A Non Sequitur on the Road to Irreducible Complexity

As you will probably be aware from even the most basic familiarity with anti-evolutionary arguments, creationists are adept at demonstrating that this or that is ‘complex’. See, for example, the latest from Dr Jeffrey Tomkins: Brain Function Discoveries Support Creation.

Golgi-stained neurons in the cortex, from a macaque.

Tomkins talks about a “pair of recent reports in the journal Science” that, according to him, “have added new insight into the incredible design and function of the human brain.” The papers in question are Hierarchical Genetic Organization of Human Cortical Surface Area and The Geometric Structure of the Brain Fiber Pathways, both from the March 30 edition of Science.

Much of Tonkins’ article consists of this kind of thing:

The cortex itself is a highly complicated region of the brain with various types of sub-regions that show differences in cell morphology, cell density, cell distribution, and process variation.

Nobody is disputing that the brain is complex. But at the same time, evolution can create complexity.
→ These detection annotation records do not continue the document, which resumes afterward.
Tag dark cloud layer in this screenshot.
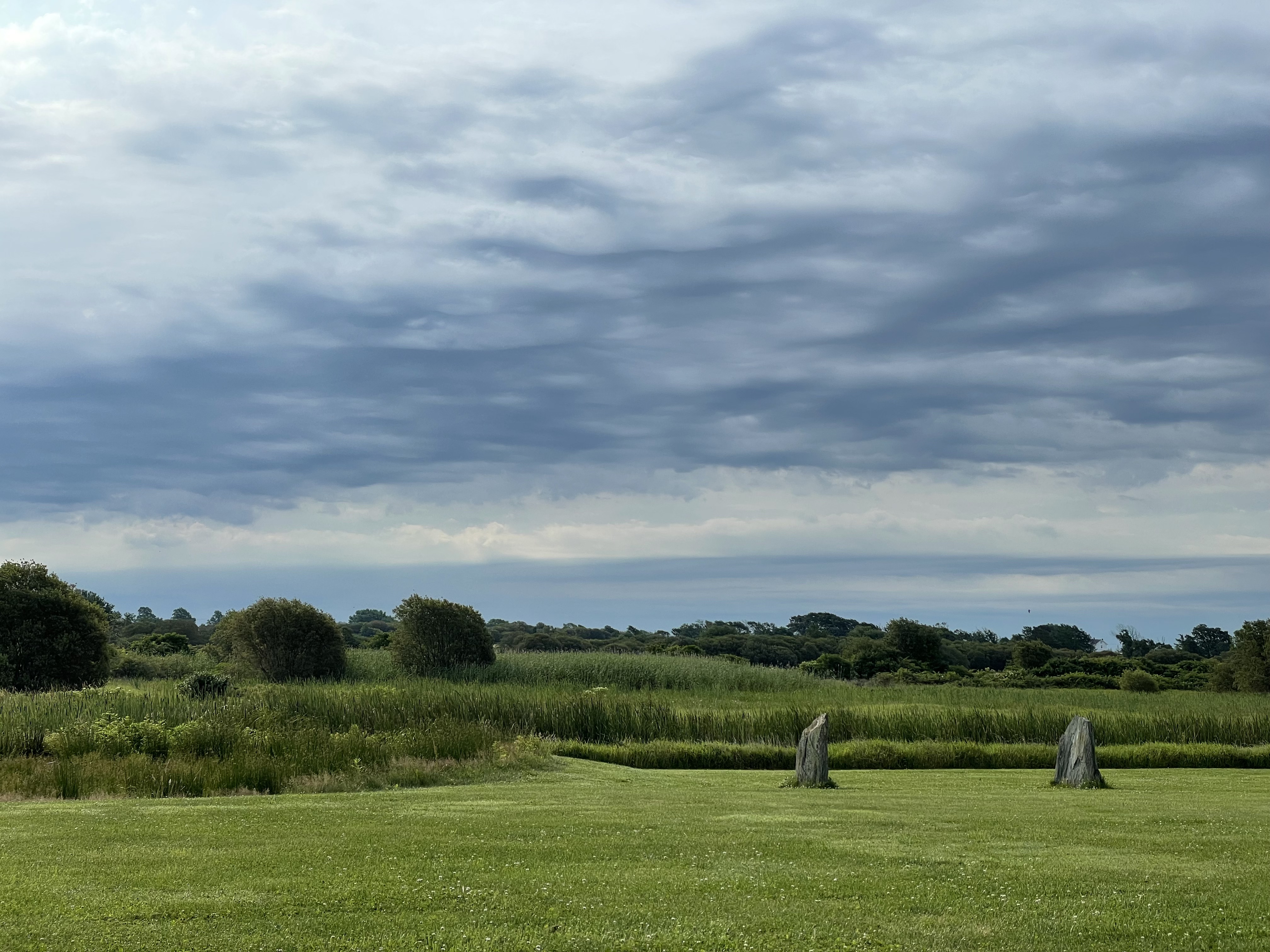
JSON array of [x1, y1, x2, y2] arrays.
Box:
[[0, 3, 1270, 520]]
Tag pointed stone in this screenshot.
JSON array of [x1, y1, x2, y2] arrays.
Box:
[[1054, 715, 1106, 787], [794, 713, 829, 787]]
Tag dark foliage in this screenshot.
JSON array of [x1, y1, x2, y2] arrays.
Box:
[[1019, 625, 1097, 651], [176, 672, 230, 698], [390, 595, 494, 674], [1115, 628, 1168, 658], [1015, 642, 1051, 674], [128, 631, 189, 655], [786, 612, 860, 638], [1120, 668, 1159, 693], [1231, 620, 1270, 692], [189, 609, 225, 645], [339, 608, 398, 647], [1177, 625, 1234, 658], [0, 562, 109, 690], [212, 598, 346, 680], [886, 618, 947, 665]]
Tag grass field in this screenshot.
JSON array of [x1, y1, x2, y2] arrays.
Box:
[[0, 762, 1270, 952], [7, 650, 1270, 798]]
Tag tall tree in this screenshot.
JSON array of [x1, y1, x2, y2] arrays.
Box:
[[212, 598, 347, 680], [0, 562, 109, 690], [390, 595, 494, 674], [1177, 625, 1234, 658]]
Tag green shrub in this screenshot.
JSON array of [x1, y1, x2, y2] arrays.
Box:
[[1014, 638, 1051, 675], [176, 672, 230, 698], [213, 598, 347, 680], [0, 562, 109, 690], [886, 618, 945, 664], [390, 595, 494, 674], [44, 711, 171, 756], [1231, 620, 1270, 693], [1208, 661, 1234, 690], [111, 651, 194, 680], [128, 631, 189, 656], [1120, 668, 1159, 693]]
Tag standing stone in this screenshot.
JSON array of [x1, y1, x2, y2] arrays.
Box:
[[1054, 715, 1106, 787], [786, 713, 829, 787]]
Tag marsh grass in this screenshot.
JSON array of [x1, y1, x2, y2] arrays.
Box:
[[7, 651, 1270, 798], [0, 734, 551, 800], [551, 740, 1270, 770]]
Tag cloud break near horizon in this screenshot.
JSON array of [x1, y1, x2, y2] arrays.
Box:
[[0, 0, 1270, 636]]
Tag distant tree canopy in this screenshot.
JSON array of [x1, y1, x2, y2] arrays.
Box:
[[212, 598, 347, 680], [1019, 625, 1097, 651], [389, 595, 494, 674], [339, 608, 398, 647], [786, 612, 860, 638], [1228, 618, 1270, 693], [886, 618, 947, 664], [1014, 642, 1054, 668], [1115, 626, 1168, 658], [0, 561, 109, 690], [1177, 625, 1234, 658]]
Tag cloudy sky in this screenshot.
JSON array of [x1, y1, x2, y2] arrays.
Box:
[[0, 0, 1270, 637]]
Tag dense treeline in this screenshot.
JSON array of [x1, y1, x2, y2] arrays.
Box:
[[489, 612, 1229, 690], [0, 562, 1270, 692]]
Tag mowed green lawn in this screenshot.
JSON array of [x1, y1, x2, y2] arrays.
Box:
[[0, 762, 1270, 952]]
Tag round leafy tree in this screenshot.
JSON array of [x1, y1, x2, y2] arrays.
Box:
[[0, 562, 109, 690], [215, 598, 347, 680], [391, 595, 494, 674]]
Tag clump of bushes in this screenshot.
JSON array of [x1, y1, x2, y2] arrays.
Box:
[[44, 711, 171, 756], [211, 598, 347, 680], [1120, 668, 1159, 693], [390, 595, 494, 674], [0, 561, 109, 690], [176, 672, 230, 700]]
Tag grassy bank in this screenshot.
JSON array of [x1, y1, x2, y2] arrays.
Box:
[[551, 740, 1270, 770], [0, 762, 1270, 952], [10, 679, 1270, 755], [7, 651, 1270, 797]]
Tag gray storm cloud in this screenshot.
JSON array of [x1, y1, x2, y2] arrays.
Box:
[[0, 4, 1270, 530]]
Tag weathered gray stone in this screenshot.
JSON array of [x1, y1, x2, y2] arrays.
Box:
[[794, 715, 829, 787], [1054, 715, 1106, 787]]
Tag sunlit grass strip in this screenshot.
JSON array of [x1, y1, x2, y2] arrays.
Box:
[[12, 679, 1270, 755], [551, 740, 1270, 770]]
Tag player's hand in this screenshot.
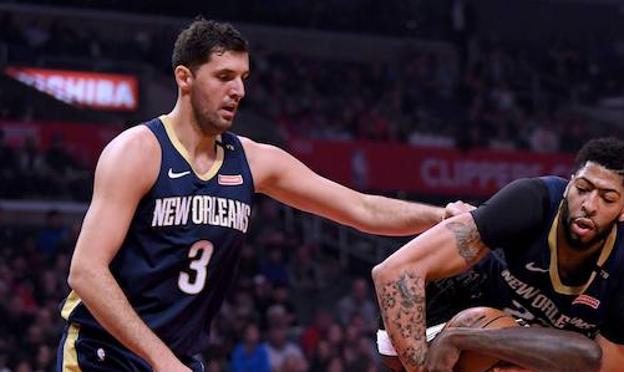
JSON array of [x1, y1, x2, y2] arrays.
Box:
[[154, 357, 193, 372], [492, 363, 532, 372], [427, 330, 461, 372], [444, 200, 477, 219]]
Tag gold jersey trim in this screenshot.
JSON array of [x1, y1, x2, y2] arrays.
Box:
[[61, 291, 82, 320]]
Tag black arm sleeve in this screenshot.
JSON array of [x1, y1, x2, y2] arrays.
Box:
[[470, 178, 548, 249], [600, 283, 624, 346]]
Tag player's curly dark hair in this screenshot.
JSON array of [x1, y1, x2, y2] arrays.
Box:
[[171, 16, 249, 71], [575, 137, 624, 176]]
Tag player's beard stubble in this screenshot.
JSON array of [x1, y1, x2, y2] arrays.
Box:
[[191, 88, 234, 136], [560, 198, 617, 251]]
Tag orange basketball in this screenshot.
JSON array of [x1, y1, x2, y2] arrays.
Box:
[[444, 307, 518, 372]]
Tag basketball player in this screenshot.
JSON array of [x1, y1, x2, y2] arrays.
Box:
[[373, 138, 624, 371], [57, 19, 466, 372]]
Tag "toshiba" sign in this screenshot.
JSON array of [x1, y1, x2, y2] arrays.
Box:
[[5, 67, 139, 111]]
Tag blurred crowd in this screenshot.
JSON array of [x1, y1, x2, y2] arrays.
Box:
[[0, 199, 381, 372], [0, 129, 93, 201], [0, 6, 623, 158]]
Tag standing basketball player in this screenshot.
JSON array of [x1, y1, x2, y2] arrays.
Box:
[[373, 138, 624, 372], [57, 19, 464, 372]]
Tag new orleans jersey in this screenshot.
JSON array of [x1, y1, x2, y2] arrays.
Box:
[[471, 177, 624, 344], [61, 116, 254, 355]]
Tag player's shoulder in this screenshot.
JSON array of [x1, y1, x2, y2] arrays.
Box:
[[96, 125, 161, 190], [105, 125, 160, 156]]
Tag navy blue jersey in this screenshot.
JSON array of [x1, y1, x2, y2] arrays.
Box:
[[472, 177, 624, 344], [62, 116, 254, 355]]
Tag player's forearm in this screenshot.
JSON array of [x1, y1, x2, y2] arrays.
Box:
[[440, 327, 602, 372], [69, 267, 175, 367], [358, 195, 445, 236], [373, 264, 427, 371]]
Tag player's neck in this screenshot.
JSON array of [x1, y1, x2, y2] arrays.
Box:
[[167, 105, 217, 159], [557, 229, 605, 279]]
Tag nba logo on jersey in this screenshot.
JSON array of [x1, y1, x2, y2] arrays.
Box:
[[572, 295, 600, 309], [217, 174, 243, 186]]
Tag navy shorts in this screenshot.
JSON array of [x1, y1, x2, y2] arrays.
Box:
[[56, 323, 204, 372]]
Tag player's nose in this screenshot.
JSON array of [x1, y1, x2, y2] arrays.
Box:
[[228, 78, 245, 100]]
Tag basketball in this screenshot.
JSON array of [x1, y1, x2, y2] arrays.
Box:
[[444, 307, 518, 372]]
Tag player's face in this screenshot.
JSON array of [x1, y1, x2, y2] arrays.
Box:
[[562, 162, 624, 250], [190, 51, 249, 135]]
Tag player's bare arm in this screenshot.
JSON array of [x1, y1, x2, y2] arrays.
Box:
[[241, 138, 471, 235], [427, 327, 604, 372], [69, 126, 189, 371], [373, 213, 488, 371]]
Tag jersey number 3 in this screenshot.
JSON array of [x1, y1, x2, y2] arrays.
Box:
[[178, 240, 214, 295]]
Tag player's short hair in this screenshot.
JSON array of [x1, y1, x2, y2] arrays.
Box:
[[575, 137, 624, 176], [171, 16, 249, 71]]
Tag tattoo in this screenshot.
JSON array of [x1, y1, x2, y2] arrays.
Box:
[[445, 222, 486, 265], [379, 271, 427, 367]]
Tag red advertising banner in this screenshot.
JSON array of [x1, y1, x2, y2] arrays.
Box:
[[0, 120, 121, 169], [4, 66, 139, 111], [288, 139, 574, 197]]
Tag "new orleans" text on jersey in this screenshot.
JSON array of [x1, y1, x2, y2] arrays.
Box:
[[152, 195, 251, 233]]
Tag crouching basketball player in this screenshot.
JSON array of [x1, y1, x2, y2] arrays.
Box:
[[373, 138, 624, 371]]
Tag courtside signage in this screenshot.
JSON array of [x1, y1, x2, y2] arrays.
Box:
[[4, 66, 139, 111]]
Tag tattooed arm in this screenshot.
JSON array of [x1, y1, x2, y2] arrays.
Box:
[[372, 213, 488, 371]]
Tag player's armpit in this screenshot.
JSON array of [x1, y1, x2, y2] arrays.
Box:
[[241, 138, 448, 235], [595, 335, 624, 372], [70, 126, 160, 279]]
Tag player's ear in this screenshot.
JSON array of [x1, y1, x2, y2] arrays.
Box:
[[563, 173, 574, 198], [173, 65, 193, 93]]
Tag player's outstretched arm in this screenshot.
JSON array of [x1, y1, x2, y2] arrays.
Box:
[[427, 327, 600, 372], [372, 213, 488, 371], [241, 138, 469, 235], [68, 126, 190, 371]]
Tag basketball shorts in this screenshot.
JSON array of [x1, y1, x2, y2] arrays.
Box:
[[56, 323, 204, 372]]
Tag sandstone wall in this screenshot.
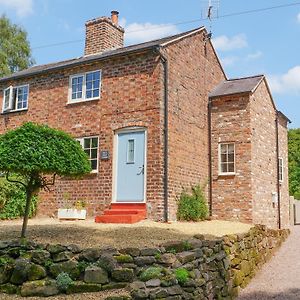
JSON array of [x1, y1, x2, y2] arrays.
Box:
[[0, 225, 289, 300]]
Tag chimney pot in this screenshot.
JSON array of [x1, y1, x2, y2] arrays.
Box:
[[111, 10, 119, 25]]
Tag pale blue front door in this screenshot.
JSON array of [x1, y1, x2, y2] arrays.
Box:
[[116, 131, 145, 202]]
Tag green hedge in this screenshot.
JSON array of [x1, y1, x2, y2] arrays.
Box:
[[0, 178, 38, 220], [177, 185, 208, 222]]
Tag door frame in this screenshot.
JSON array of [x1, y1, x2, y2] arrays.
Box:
[[112, 127, 147, 204]]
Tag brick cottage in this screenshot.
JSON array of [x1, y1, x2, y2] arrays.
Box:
[[0, 11, 289, 227]]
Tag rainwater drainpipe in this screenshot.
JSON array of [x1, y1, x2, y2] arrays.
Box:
[[207, 98, 212, 216], [275, 111, 281, 229], [155, 47, 169, 222]]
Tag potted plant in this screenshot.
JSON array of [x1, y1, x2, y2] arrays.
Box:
[[57, 193, 86, 220]]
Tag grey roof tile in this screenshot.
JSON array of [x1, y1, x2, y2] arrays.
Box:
[[0, 27, 204, 83], [209, 75, 264, 98]]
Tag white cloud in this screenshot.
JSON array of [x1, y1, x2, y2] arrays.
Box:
[[0, 0, 33, 17], [212, 34, 248, 51], [247, 51, 263, 60], [120, 19, 179, 44], [221, 56, 239, 67], [269, 65, 300, 94]]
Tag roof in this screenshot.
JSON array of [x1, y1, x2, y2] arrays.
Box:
[[0, 27, 204, 83], [209, 75, 265, 98]]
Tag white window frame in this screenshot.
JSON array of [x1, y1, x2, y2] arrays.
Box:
[[68, 70, 102, 104], [218, 142, 236, 176], [76, 135, 99, 173], [278, 157, 284, 183], [2, 84, 29, 113]]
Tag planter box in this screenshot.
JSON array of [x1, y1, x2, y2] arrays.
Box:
[[57, 208, 86, 220]]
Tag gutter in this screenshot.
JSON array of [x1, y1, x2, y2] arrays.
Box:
[[0, 46, 154, 84], [155, 46, 169, 222], [275, 111, 281, 229], [207, 98, 212, 217]]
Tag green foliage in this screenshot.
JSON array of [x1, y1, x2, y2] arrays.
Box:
[[0, 255, 14, 267], [0, 16, 34, 78], [183, 241, 193, 251], [288, 128, 300, 200], [0, 123, 91, 176], [0, 178, 38, 219], [56, 272, 73, 292], [177, 185, 208, 221], [77, 260, 91, 273], [139, 267, 164, 281], [174, 268, 190, 284]]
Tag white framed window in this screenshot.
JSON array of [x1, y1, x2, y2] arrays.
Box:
[[219, 143, 235, 175], [127, 139, 135, 164], [278, 157, 283, 182], [76, 136, 99, 173], [2, 84, 29, 112], [68, 70, 101, 103]]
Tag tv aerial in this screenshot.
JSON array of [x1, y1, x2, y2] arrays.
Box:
[[201, 0, 220, 40]]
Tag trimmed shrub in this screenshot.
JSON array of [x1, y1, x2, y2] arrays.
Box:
[[177, 185, 208, 221], [174, 268, 190, 285], [0, 178, 38, 220]]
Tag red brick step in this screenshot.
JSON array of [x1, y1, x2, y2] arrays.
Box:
[[95, 203, 147, 224]]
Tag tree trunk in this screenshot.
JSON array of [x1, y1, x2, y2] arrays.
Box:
[[21, 189, 32, 238]]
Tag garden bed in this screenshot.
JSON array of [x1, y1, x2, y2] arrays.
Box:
[[0, 218, 251, 248]]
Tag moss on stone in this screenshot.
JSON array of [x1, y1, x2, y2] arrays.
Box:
[[139, 267, 164, 281], [114, 254, 133, 263]]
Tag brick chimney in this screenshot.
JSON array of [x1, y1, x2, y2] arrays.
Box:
[[84, 11, 124, 55]]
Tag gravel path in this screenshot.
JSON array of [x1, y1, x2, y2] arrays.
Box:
[[0, 218, 251, 248], [238, 226, 300, 300]]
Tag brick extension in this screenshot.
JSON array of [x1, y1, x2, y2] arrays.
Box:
[[0, 13, 289, 227]]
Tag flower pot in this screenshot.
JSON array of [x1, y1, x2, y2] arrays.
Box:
[[57, 208, 86, 220]]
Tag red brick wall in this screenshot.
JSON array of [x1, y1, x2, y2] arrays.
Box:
[[212, 81, 289, 228], [84, 17, 124, 55], [251, 81, 278, 227], [0, 54, 163, 218], [166, 31, 225, 220], [278, 116, 290, 228], [211, 95, 252, 223]]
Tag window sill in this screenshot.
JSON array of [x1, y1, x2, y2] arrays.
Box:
[[67, 97, 100, 105], [218, 173, 236, 177], [1, 108, 28, 115]]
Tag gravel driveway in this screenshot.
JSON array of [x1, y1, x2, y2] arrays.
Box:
[[238, 226, 300, 300], [0, 218, 251, 248]]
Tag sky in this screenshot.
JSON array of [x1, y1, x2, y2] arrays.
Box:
[[0, 0, 300, 128]]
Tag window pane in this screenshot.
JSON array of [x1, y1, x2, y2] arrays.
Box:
[[221, 154, 227, 162], [228, 163, 234, 173], [4, 88, 10, 109], [83, 138, 91, 149], [93, 90, 99, 97], [86, 91, 92, 99], [228, 153, 234, 163], [86, 81, 93, 90], [221, 145, 227, 154], [86, 73, 93, 82], [221, 163, 227, 173], [91, 159, 97, 170], [228, 144, 234, 153], [127, 140, 134, 163], [86, 71, 100, 99], [72, 76, 83, 99], [92, 138, 98, 148], [91, 149, 98, 159]]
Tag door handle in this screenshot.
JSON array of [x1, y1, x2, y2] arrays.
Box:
[[136, 165, 145, 175]]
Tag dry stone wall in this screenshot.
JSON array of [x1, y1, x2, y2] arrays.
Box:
[[0, 226, 289, 300]]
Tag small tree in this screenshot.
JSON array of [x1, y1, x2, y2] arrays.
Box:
[[0, 123, 91, 238], [0, 15, 34, 77]]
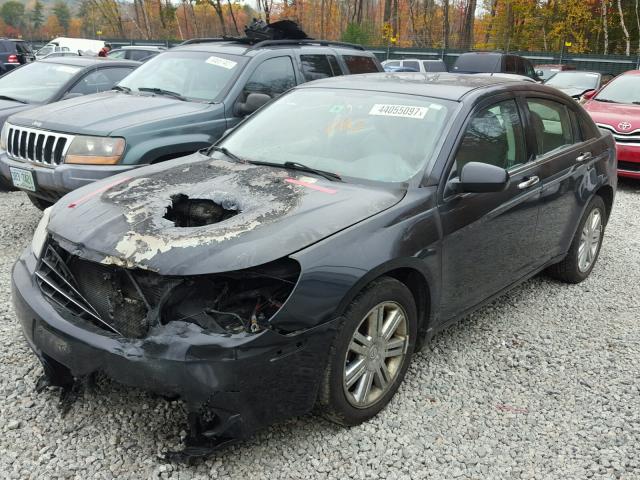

But there is something evolution can’t do: Irreducible Complexity!1

The outcome of these projects adds to the incredible irreducible complexity of the human brain and its amazing architecture.

Whoa there, Jeffrey – you may have shown that the brain is complex, but where has this ‘irreducible’ thing come from?

This is the common non sequitur I have been alluding to: creationists go to great lengths to paint a organism’s organ as ‘complex’, and then jump straight to the ‘irreducible’ safe house. Never mind that most claimed irreducible complex systems are comparatively simple – that’s what the ‘irreducible’ part demands after all, that it could not be any simpler.

The brain, after all, is not irreducibly complex. You can chop bits out, for one, and the patient will at very least still live. And is a mouses brain not simpler than a humans? It may not do the job as well as our ‘more evolved’ brain, but that is the point of evolution is it not? Similar situations arise in other instances of this trope.

A linked Brian Thomas article – Brain’s Complexity ‘Is Beyond Anything Imagined’ – provides an insight in to the creationist thought process when it comes to the issue of complexity:

The more complicated a system is, the stronger it argues for having been intentionally designed.

Which is silly: a broken glass is more complex than an unbroken one, but it is neither intentional nor designed (nor even intelligently created in many cases). But that’s how creationists think, or rather want to make their followers think.

The final line in Tomkins’ article is:

And it is interesting that the evolutionary verbiage so often accompanying many biological publications is largely absent from these papers.

From what I can read – i.e. the abstract – this isn’t true in at least one of the articles,2 which begins:

The structure of the brain as a product of morphogenesis is difficult to reconcile with the observed complexity of cerebral connectivity.

You would have expected Tomkins’ to have seized on this as the topic of his article, rather than what he did. I certainly did, at least until I read to the end of the abstract:

This architecture naturally supports functional spatio-temporal coherence, developmental path-finding, and incremental rewiring with correlated adaptation of structure and function in cerebral plasticity and evolution.

Well there’s your “evolutionary verbiage”, with the added bonus of showing that what they, at least, found can indeed evolve. It’s a good thing that he focused on the other one, isn’t it?

  1. ^ Provided you define IC as ‘something evolution can’t do’, of course. Less stringent definitions are liable to bring in things that evolution can actually create, which only makes things even more complicated…
  2. ^ The Geometric Structure of the Brain Fiber Pathways if you want to check.

2 thoughts on “A Non Sequitur on the Road to Irreducible Complexity

  1. “evolution can create complexity” – how? Don’t you see, time destroys complexity everyday – even in the capability of cells/DNA etc.

    • Why can’t it?

      Using the traveling salesman problem from the other day, if you randomly drew lines until you connected up all the dots, the pattern produced would already be ‘complex’, would it not? And then if you mutated that pattern, and selected for the shortest one and repeated, the pattern would become more ordered. The end result would be undeniably both ‘complex’ and ‘ordered’, but you are only using the processes avaliable to evolution. There is no design, no supernatural entity.

      Creationists are always going on about how entropy destroyes perfect systems, but if you start from the bottom things will build, not be destroyed.